If the default channel grouping in your Google Analytics view is already customised for some channels, you'll have to add all additions on top of the default logic.

Here you are not limited by the building blocks that are already in the query: you can add any combination of conditions you want.

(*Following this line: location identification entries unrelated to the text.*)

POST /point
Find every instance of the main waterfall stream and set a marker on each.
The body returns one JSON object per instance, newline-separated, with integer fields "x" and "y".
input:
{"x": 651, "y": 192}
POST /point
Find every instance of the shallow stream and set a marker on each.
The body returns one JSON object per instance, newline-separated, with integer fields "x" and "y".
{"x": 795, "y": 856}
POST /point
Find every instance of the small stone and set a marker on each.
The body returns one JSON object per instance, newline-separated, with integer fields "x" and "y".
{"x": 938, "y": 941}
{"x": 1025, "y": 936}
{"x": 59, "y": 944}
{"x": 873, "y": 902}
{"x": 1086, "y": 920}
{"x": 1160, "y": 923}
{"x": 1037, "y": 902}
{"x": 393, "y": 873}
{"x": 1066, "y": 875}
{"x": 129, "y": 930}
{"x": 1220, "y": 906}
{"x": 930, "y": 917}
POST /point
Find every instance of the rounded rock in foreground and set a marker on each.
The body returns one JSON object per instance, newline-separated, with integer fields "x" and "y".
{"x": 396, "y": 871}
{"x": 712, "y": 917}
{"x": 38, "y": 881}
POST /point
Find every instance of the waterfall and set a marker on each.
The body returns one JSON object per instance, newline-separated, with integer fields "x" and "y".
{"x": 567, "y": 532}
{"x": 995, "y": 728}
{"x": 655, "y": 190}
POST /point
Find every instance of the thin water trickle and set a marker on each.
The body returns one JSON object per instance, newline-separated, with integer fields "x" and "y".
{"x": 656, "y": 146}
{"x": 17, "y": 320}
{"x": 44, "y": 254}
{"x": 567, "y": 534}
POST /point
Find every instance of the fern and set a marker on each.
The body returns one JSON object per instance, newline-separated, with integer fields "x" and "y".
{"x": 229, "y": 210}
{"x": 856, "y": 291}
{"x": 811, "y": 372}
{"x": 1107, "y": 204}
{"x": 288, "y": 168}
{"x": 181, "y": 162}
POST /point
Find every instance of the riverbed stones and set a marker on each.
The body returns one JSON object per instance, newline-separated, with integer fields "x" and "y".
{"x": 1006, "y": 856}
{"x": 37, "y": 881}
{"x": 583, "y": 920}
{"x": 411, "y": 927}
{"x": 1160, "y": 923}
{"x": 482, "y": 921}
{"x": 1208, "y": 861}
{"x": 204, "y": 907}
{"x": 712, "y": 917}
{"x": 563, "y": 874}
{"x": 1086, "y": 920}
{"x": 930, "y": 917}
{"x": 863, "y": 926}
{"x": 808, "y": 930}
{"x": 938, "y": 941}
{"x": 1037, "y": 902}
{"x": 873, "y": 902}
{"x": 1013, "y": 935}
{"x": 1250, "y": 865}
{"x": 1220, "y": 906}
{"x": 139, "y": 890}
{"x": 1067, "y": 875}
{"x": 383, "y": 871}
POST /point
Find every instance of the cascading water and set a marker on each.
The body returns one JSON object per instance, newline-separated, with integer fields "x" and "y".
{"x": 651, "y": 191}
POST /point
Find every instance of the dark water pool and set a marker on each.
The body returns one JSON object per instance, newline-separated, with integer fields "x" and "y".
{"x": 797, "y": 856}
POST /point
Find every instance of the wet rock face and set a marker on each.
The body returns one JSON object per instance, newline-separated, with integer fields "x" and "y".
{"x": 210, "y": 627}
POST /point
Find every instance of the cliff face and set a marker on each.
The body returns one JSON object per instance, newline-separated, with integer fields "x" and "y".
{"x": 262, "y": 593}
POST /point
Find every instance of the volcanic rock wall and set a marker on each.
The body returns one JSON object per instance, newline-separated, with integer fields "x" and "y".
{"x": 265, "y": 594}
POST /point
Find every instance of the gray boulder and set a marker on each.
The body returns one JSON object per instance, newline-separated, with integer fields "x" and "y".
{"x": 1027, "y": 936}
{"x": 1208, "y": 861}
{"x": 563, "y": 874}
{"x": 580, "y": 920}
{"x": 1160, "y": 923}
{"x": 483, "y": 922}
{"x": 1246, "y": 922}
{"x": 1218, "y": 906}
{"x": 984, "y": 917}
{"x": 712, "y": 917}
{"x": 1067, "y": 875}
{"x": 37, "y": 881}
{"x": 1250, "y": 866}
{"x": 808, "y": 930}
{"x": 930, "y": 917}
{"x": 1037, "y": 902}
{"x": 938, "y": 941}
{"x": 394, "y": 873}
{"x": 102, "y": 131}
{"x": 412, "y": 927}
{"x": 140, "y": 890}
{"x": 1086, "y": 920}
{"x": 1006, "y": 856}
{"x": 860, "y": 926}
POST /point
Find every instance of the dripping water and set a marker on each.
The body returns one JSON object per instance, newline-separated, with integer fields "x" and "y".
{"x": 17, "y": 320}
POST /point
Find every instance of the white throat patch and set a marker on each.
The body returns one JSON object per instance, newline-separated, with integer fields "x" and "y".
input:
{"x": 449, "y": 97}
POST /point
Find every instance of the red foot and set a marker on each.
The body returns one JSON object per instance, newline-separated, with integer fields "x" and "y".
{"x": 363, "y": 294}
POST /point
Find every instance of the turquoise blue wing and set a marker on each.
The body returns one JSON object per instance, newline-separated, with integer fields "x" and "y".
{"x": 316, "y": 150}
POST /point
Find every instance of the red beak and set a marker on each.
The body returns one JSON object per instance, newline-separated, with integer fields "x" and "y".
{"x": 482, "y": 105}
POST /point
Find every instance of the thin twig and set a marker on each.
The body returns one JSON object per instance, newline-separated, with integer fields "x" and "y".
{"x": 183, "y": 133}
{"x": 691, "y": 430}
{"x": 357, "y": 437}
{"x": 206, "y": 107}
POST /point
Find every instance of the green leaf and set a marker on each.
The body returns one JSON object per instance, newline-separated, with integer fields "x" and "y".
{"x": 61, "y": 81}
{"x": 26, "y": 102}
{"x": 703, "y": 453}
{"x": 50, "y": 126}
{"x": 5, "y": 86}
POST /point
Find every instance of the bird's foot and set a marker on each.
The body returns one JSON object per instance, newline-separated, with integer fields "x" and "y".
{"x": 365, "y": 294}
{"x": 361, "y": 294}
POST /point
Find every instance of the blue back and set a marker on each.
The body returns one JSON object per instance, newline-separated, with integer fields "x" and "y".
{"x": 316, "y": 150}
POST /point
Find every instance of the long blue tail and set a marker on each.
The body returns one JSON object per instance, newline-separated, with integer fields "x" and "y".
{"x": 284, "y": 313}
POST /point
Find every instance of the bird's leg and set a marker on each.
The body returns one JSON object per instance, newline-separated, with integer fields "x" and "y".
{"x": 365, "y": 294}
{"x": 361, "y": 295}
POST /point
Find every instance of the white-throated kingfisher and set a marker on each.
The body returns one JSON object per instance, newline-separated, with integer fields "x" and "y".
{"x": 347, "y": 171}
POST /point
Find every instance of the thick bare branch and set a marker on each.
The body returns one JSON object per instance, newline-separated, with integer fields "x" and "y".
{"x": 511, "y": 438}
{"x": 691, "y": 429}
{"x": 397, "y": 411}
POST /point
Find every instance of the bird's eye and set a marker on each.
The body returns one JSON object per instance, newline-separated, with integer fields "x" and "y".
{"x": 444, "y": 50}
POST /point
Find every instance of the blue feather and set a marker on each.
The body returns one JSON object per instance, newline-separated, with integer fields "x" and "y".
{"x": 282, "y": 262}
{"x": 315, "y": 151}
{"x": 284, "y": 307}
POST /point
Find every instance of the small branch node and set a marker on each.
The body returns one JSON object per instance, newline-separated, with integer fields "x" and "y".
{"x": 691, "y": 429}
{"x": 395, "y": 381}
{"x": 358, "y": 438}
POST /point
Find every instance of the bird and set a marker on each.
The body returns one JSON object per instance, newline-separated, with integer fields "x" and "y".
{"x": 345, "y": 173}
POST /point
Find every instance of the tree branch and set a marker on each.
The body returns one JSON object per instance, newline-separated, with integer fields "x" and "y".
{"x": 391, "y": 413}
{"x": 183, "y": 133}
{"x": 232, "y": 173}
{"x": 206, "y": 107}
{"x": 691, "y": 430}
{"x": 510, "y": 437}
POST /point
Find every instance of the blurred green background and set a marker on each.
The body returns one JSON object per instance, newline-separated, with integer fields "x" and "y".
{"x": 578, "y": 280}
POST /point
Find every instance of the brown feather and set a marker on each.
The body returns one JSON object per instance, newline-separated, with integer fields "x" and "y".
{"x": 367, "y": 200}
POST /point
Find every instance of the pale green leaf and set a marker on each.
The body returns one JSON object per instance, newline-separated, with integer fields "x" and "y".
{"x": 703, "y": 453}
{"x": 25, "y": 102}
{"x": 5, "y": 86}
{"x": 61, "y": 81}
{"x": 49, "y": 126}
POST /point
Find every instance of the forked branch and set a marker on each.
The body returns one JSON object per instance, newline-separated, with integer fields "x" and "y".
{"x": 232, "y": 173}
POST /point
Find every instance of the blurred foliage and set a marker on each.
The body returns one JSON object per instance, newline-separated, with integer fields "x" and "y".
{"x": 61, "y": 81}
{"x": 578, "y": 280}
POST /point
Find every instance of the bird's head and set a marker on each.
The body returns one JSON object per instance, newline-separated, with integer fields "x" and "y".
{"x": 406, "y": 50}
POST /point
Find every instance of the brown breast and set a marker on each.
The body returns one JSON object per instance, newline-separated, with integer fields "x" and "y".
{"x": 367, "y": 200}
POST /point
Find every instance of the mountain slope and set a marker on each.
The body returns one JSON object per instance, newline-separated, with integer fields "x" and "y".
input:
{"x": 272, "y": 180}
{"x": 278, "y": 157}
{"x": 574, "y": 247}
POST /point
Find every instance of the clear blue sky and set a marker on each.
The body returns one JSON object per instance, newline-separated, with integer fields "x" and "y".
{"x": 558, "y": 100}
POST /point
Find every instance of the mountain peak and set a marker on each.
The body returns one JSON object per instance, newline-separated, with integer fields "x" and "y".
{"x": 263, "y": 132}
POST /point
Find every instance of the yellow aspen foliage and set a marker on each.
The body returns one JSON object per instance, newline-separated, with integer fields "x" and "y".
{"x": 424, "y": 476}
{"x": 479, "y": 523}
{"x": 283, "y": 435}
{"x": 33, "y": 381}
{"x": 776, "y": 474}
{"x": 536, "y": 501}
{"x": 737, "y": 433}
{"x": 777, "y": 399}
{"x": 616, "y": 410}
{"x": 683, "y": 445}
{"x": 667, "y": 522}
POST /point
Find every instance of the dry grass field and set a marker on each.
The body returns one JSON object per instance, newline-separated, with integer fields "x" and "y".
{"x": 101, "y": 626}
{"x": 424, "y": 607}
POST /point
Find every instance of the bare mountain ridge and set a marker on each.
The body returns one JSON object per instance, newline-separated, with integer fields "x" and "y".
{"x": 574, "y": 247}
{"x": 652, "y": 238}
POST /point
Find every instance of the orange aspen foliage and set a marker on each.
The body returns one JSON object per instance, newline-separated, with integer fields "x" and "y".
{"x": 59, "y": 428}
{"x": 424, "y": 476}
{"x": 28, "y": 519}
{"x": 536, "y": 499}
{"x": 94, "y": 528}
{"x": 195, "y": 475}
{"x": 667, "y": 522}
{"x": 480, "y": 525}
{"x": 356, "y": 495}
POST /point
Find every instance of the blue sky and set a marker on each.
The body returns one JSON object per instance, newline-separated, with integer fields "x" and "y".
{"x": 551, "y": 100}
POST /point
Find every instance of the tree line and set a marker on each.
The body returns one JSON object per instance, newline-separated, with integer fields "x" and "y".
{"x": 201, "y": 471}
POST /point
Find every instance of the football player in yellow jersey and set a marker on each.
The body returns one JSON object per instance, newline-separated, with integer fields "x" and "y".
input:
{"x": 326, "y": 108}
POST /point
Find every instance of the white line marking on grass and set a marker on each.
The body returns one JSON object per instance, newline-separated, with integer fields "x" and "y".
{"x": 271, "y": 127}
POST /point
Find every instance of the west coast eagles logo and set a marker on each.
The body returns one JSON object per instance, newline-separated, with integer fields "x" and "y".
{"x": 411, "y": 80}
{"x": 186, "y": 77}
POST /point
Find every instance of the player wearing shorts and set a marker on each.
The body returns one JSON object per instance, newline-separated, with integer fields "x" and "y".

In the Google Analytics user interface there is a possibility to make a distinction between Generic and Branded Paid Search traffic. Although the query type is not available in our BigQuery export, we can use some custom logic if the campaign names are set up in a consistent manner. In this example branded paid search always has the word brand in the campaign title:

with date_range as (
  select
    '20160801' as start_date,
    '20160802' as end_date)
    
select
  channelgrouping as default_channel_grouping,
  case
    when trafficsource.source = '(direct)' and (trafficsource.medium = '(not set)' or trafficsource.medium = '(none)') then 'Direct'
    when trafficsource.medium = 'organic' then 'Organic Search'
    when hits.social.hassocialsourcereferral = 'Yes' or regexp_contains(trafficsource.medium, '^(social|social-network|social-media|sm|social network|social media)$') then 'Social'
    when trafficsource.medium = 'email' then 'Email'
    when trafficsource.medium = 'affiliate' then 'Affiliates'
    when trafficsource.medium = 'referral' then 'Referral'
    when regexp_contains(trafficsource.medium, '^(cpc|ppc|paidsearch)$') and trafficsource.adwordsclickinfo.adnetworktype != 'Content' and lower(trafficsource.campaign) like '%brand%' then 'Branded Paid Search'
    when regexp_contains(trafficsource.medium, '^(cpc|ppc|paidsearch)$') and trafficsource.adwordsclickinfo.adnetworktype != 'Content' and lower(trafficsource.campaign) not like '%brand%' then 'Generic Paid Search'
    when regexp_contains(trafficsource.medium, '^(cpv|cpa|cpp|content-text)$') then 'Other Advertising'
    when regexp_contains(trafficsource.medium, '^(display|cpm|banner)$') or trafficsource.adwordsclickinfo.adnetworktype = 'Content' then 'Display'
  else
  '(Other)'
end
  as custom_channel_grouping,
  count(distinct concat(fullvisitorid, cast(visitstarttime as string))) as sessions
from
  `bigquery-public-data.google_analytics_sample.ga_sessions_*` as sessions,
  unnest(hits) as hits,
  date_range
where
  _table_suffix between date_range.start_date and date_range.end_date
  and totals.visits = 1
group by
  default_channel_grouping,
  custom_channel_grouping
order by
  sessions desc

Now it's your turn!

I hope you've enjoyed this tutorial and feel a bit more confident to utilise your own Google Analytics data in BigQuery. Please let me know if you have any feedback or suggestions to improve the quality of the content.